In the same way a lifejacket protects you from drowning, but is of little use in a car crash, different assets protect you against different types of risks.
As such, it is important to realise which risks you are primarily exposed to, which you are willing to assume and when to reduce or hedge others.
The other important concern is that safe haven assets always come with a “cost”.
Just like insurance has a monthly payment, adding these assets to a portfolio will have certain downsides as well.
Two of the more common assets used to reduce risk are gold and money market funds.
Both of these have a long-established track record, are well understood and easy to access - but they hedge different things.
Money market funds are used to reduce the volatility of a portfolio and reduce the liquidity risk of an individual or organisation, reducing the likelihood of forced selling at just the wrong time. They are safe and liquid, with predictable returns. But the cost is that they are one of the lowest long-term return asset classes in the world.
The cost of inclusion in a portfolio therefore is lower potential returns. The upside is perhaps a better night’s sleep.
Gold, as another long favoured safe haven, is very different.

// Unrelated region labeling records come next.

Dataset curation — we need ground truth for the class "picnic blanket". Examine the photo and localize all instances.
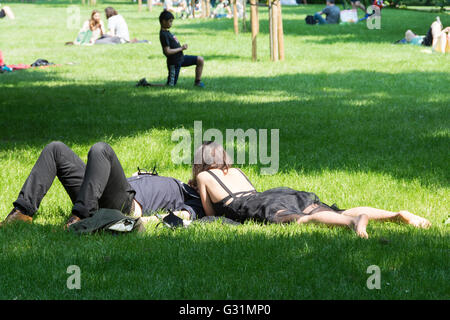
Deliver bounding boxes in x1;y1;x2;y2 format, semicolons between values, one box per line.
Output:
0;50;59;72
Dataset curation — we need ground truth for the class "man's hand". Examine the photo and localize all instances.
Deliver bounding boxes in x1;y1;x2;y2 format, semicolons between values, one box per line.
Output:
188;179;198;192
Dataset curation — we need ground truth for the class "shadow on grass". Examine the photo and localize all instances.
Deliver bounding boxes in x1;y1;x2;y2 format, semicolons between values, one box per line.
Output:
0;66;450;186
0;220;449;299
174;5;450;44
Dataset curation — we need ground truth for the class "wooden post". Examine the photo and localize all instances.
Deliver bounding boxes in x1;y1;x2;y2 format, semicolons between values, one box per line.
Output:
206;0;211;18
202;0;206;18
242;0;247;32
269;0;273;60
147;0;153;12
277;0;284;61
233;0;239;34
250;0;259;61
191;0;195;18
271;0;279;61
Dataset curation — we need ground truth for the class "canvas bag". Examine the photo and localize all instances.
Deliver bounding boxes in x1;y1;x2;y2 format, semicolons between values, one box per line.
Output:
69;208;145;234
340;10;358;23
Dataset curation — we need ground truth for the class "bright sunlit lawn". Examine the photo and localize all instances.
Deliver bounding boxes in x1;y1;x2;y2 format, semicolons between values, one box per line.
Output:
0;1;450;299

As it is priced in US dollars (USD) it can be very volatile, and it also does not pay interest or dividends. Over the last 25 years, gold is up 6.15% per annum vs the 9.66% of the S&P 500 as measured by total return in USD. It is used primarily in portfolios as it has a very low correlation with other asset classes and it also serves as a hedge against inflation.
Safe haven assets are used as part of a holistic portfolio solution and one should never over-allocate to them.
But they certainly allow for more portfolio flexibility, better investment planning and reduced portfolio volatility.
What about Bitcoin and Crypto?
These are not a safe haven assets in the traditional sense, but the recent uptick in valuation have added them to the portfolio discussion. This is very much an evolving space and there are always new additions to consider. Bitcoin, Ethereum, Dogecoin, NFTs and others are seeing significant uptake in the investment community. At the moment, the prudent course of action if one is interested in this space is a well-diversified set of different options, backed by significant research. These are asymmetric payoff investments where the likelihood of each going to either zero or up 10x are things to consider. Participation in this space could add a lot of value, but don’t over-allocate to either the segment or any one investment.